Dağınık yazıyorum zira toparlayacak ne gücüm ne umudum var bizlere dair. 30 yıldır yaşadığım topraklardan artık soğudum, aynı otobüse bindiğim, aynı takımı tuttuğum, aynı kahvede oyun oynadığım insanlardan. Dostlarımdan soğumadım ve imtina ettim ne hissettiklerini bilmemeye. 28 Şubat sürecinde meydanlarda dayak yediğimde kızmıştım, ablam okuldan atıldığında, babam sürülüp üstüne ağır cezada yargılandığında çok ama çok kızmış, dayak yediğimi unutmuştum ablamın gözyaşlarını gördüğümde. Aynı gözyaşlarının akmasına sebebiyet vermemeye söz verdim biraz sakinleşince.

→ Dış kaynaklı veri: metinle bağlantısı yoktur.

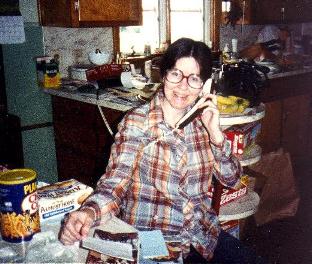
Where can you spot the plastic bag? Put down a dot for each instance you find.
(279, 197)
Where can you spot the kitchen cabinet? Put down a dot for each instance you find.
(287, 122)
(281, 11)
(90, 13)
(82, 141)
(243, 6)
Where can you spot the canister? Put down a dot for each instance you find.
(19, 215)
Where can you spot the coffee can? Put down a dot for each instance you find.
(19, 212)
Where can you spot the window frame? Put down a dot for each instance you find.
(164, 24)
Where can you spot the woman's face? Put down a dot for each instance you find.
(181, 95)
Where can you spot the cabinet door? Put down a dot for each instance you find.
(90, 13)
(298, 11)
(295, 131)
(271, 127)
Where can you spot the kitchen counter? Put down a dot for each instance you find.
(121, 103)
(107, 102)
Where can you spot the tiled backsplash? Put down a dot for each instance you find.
(74, 44)
(248, 34)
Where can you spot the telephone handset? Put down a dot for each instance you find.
(194, 111)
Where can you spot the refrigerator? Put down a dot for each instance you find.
(27, 101)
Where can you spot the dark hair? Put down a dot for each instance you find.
(186, 47)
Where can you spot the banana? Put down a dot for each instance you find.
(232, 104)
(225, 99)
(228, 109)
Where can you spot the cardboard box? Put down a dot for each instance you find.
(55, 200)
(223, 195)
(241, 136)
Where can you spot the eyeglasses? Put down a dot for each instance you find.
(176, 76)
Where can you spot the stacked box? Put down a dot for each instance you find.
(231, 227)
(241, 136)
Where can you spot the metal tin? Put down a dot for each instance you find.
(19, 213)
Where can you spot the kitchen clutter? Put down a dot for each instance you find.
(99, 57)
(31, 217)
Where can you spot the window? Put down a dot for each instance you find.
(185, 19)
(133, 38)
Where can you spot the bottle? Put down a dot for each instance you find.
(234, 54)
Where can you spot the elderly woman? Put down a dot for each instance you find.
(158, 175)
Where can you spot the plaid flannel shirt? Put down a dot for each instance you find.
(158, 178)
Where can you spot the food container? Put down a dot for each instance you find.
(78, 72)
(99, 57)
(18, 205)
(48, 74)
(58, 199)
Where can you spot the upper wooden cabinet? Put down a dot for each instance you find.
(281, 11)
(267, 11)
(90, 13)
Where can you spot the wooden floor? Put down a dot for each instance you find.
(287, 241)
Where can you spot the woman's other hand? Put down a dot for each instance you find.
(77, 226)
(211, 119)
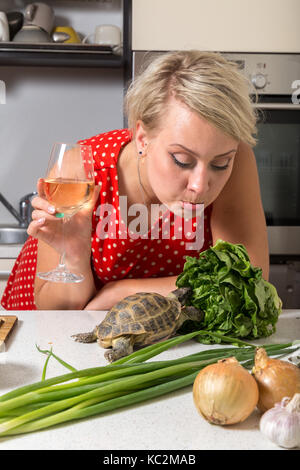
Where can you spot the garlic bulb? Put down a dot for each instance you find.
(281, 424)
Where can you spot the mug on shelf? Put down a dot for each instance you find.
(31, 34)
(15, 22)
(4, 27)
(71, 35)
(41, 15)
(105, 35)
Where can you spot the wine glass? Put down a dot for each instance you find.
(68, 186)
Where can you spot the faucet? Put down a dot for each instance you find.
(25, 210)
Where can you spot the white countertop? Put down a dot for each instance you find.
(170, 422)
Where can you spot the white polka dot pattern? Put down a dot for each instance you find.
(116, 252)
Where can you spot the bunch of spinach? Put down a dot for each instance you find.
(233, 295)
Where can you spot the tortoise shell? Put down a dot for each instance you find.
(144, 313)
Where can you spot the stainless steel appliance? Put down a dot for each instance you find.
(275, 79)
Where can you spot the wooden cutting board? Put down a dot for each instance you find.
(7, 322)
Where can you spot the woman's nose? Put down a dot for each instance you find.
(198, 181)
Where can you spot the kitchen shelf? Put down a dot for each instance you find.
(65, 55)
(71, 55)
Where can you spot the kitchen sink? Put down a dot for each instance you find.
(12, 235)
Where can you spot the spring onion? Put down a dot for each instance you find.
(131, 380)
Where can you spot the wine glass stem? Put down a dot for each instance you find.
(62, 263)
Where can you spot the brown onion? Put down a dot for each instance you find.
(276, 379)
(225, 392)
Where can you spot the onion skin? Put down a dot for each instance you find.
(276, 379)
(225, 393)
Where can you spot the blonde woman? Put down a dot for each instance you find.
(188, 147)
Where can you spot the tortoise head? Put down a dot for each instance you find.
(182, 294)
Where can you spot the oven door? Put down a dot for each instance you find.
(278, 160)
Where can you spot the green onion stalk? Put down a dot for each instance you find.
(126, 382)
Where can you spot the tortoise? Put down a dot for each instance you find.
(139, 320)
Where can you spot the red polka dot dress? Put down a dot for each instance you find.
(118, 252)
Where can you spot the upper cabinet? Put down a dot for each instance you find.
(216, 25)
(81, 33)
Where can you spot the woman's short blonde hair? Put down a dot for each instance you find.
(206, 82)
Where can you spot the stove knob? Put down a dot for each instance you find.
(259, 80)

Hırs ve nefret eksikliği var bünyemde belki, size göre fazla hümanist, imanı zayıf, light vs olabilirim bilmiyorum ama sakin kalabilmenin, vicdanınızın nefretiniz önünde kalmasını sağlayacak şey olduğunu buldum.


Bende değil komşumu öldürmek köpeğine hoşt diyecek bana göre anlayış, belki size göre yürek yok. Kalıp değiştirmeye çalışacak ne enerji ne umut da yok. Birbirinden nefret eden insan sayısının nefret etmeyen insanlardan kat kat fazla olduğu bu topraklar benim ümidimi bir karadelik gibi soğurdu. Lanet olsun ki henüz gidemiyorum, ya da evime kapanamıyorum. Çok fakir olup sadece karnımı doyurmakla ilgilenemiyor ya da çok zengin olup başka meselelere yoğunlaşamıyorum. Orta sınıf problemi yaşıyor hayatla ilgileniyorum. Eskiden olsa size ağlamayı tavsiye ederdim, kalbinizi yumuşatırdı belki ama artık ilgilenmek istemiyor size nefretinizde başarılar diliyorum. Aman ha kendinizle mücadele etmeyin, olur da daha farklı insanlar olursunuz…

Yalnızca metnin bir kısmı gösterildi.